Image: Paradox Interactive
Reports of bad conditions at major game publishers are ongoing. An employee survey carried out by the trade unions at the strategy game expert Paradox Interactive indicates significant grievances. Almost half of the respondents were not treated correctly.
Almost half of the respondents are suing
This is the result of an employee survey of the Swedish trade unions that was only ended in August Unions and Sveriges Ingenjörer firmly, reports the website Breakit. 133 of the company’s 400 or so employees in Sweden were interviewed. 44 percent of all respondents said they had been treated wrongly or badly.
However, there are clear differences between the sexes. While 33 percent of the respondents expressed themselves accordingly for men, it was 69 percent for women. Women made up around a quarter of all participants. Bullying and discrimination based on gender are named as the primary problem.
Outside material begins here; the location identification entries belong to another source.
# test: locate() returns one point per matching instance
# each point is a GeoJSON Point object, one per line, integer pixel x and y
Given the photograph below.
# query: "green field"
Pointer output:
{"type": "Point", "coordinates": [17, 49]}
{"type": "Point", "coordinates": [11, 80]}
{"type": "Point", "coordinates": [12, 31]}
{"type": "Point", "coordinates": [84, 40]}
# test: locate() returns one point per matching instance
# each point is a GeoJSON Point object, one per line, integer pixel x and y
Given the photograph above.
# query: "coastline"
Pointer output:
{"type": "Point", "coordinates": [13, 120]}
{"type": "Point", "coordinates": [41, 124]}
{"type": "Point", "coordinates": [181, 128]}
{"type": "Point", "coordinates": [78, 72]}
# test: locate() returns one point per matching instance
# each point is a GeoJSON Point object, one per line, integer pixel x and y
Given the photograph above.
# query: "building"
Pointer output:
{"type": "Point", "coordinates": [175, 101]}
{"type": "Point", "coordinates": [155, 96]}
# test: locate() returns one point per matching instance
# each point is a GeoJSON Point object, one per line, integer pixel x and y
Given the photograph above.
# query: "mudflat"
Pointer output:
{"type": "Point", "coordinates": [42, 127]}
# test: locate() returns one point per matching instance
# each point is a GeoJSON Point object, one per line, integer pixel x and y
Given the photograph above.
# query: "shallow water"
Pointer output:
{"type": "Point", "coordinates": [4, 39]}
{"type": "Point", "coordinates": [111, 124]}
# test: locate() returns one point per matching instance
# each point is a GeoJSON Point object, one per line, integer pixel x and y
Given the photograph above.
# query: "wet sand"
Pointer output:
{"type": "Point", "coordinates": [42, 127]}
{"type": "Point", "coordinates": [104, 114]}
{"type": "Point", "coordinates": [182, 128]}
An employee at Paradox anonymously stated, however, that the circumstance as such was not a surprise – the industry does not have a good reputation in this regard – but the extent of it is. The bad treatment of employees is “a systematic and far too common problem“So it is said on the part of the trade unions. Employees also reported a “culture of silence” in which perpetrators were protected at management level. Problems have not been solved satisfactorily, report employees.
CEO has already left
Paradox CEO Ebba Ljungerud has already left the company. According to the official interpretation, this happened at his own request through differences in strategic direction. This open declaration can, however, under certain circumstances also relate to the planned crisis management; a direct connection with the result of the survey, about which the management of Paradox was informed in advance, is denied by Paradox.
Paradox himself names the results of the survey in a statement that is available to Kotaku, among others, “deeply worrying“. An independent company should now implement the procedures for reporting and processing cases of “Discrimination and Harassment” check. In addition, a comprehensive survey should create a clear database.
The allegations once again cast a bad light on the working conditions and the values of the industry. Paradox is in good company here: Blizzard has to answer for similar problems in court, while the subject has been boiling up again and again at Ubisoft for months because employees do not see any real change.